Intense logging on tributary streams of major rivers cleared away riparian vegetation and led to problems of erosion and sedimentation. The use of splash dams also contributed to the degradation of waterways and, as a result, to habitat for salmon and steelhead. Splash dams were built of logs that would be dumped into a stream to impound a pond. More logs would be floated into the pond and, when full, the dam would be blown up or otherwise released, a torrent of logs and water would rush downstream. The procedure would be repeated until the logs reached the main river, where they could be assembled into rafts and floated to mills. While the technique no longer is used — it didn’t end until 1959 -- the legacy of these dams still is visible on streams in western Washington and Oregon where the channels were carved wide by the repeated torrents.

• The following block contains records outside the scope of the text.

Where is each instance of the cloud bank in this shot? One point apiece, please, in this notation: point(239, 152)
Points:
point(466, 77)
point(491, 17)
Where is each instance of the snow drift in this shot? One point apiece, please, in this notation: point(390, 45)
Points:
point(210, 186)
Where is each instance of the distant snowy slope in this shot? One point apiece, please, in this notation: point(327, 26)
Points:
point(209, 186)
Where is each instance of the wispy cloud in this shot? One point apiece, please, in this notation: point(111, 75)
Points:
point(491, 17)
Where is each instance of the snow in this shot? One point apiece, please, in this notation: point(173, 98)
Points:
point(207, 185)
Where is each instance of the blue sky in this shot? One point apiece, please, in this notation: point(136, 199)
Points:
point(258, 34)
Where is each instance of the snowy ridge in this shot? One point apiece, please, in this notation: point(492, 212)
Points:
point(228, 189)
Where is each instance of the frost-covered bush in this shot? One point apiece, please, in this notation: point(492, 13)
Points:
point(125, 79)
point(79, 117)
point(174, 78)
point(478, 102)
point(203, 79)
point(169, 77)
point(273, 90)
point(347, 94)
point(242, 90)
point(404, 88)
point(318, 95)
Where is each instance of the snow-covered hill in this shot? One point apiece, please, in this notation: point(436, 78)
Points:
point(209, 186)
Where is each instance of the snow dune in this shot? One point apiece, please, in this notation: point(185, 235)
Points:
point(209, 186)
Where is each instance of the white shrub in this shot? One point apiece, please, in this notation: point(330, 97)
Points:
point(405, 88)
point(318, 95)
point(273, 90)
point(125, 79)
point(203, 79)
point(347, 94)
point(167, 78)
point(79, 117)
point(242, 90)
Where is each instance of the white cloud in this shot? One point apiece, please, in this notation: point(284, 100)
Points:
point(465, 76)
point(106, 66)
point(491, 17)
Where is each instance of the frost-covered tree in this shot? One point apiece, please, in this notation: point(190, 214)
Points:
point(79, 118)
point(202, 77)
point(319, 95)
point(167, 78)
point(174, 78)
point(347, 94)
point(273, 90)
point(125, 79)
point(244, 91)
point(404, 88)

During World War II, the Northwest logging industry increased substantially. Loggers moved farther into watersheds and used more sophisticated equipment. Logging roads were built along salmon and steelhead spawning streams, and on steep slopes in these watersheds. Logging and forest management practices damaged many spawning and rearing areas by degrading water quality, destroying streamside vegetation — which led to increased water temperatures — and introducing pesticides, fertilizers and herbicides into the water. The greatest damage was to Columbia River tributaries below the Snake River confluence.

Road building to support logging operations also took a toll on riparian conditions, contributing to landslides that would block streams or deposit layers of silt, particularly in steep terrain. Landslides associated with road building contributed to flooding over time, as the logged hillsides were not able to hold as much rainwater and snowmelt. Slash and woody debris dumped into streams also affected fish and wildlife habitat by blocking access for fish. In the 1970s fish biologists believed it was important to remove the debris, but when it became clear in the 1980s and 1990s that streams without woody debris were more prone to flooding and excessive buildup of sediment, much of the debris was left alone or, in many instances, deliberately placed in streams.

Forest protection laws were enacted in the 1970s, but many people questioned whether implementation of the laws really was helping fish and wildlife habitat. A task force appointed by the Oregon Legislature in 1986, for example reported that the forest protection law in that state was not adequately protecting fish and wildlife habitat. No study has demonstrated that logging can be conducted in a manner that is safe or beneficial to ecological functions in riparian and floodplain areas.

Change is occurring, however. Fish and wildlife habitat protections in forests are increasing as timber harvest volumes decrease or are managed differently. In some forests, abandoned logging roads are being obliterated, recontoured and replanted in order to reduce the potential for erosion. Endangered Species Act and Northwest Power Act protections for salmon, steelhead and bull trout also have led to habitat improvements and reduced timber harvests in forests where the fish spawn and rear.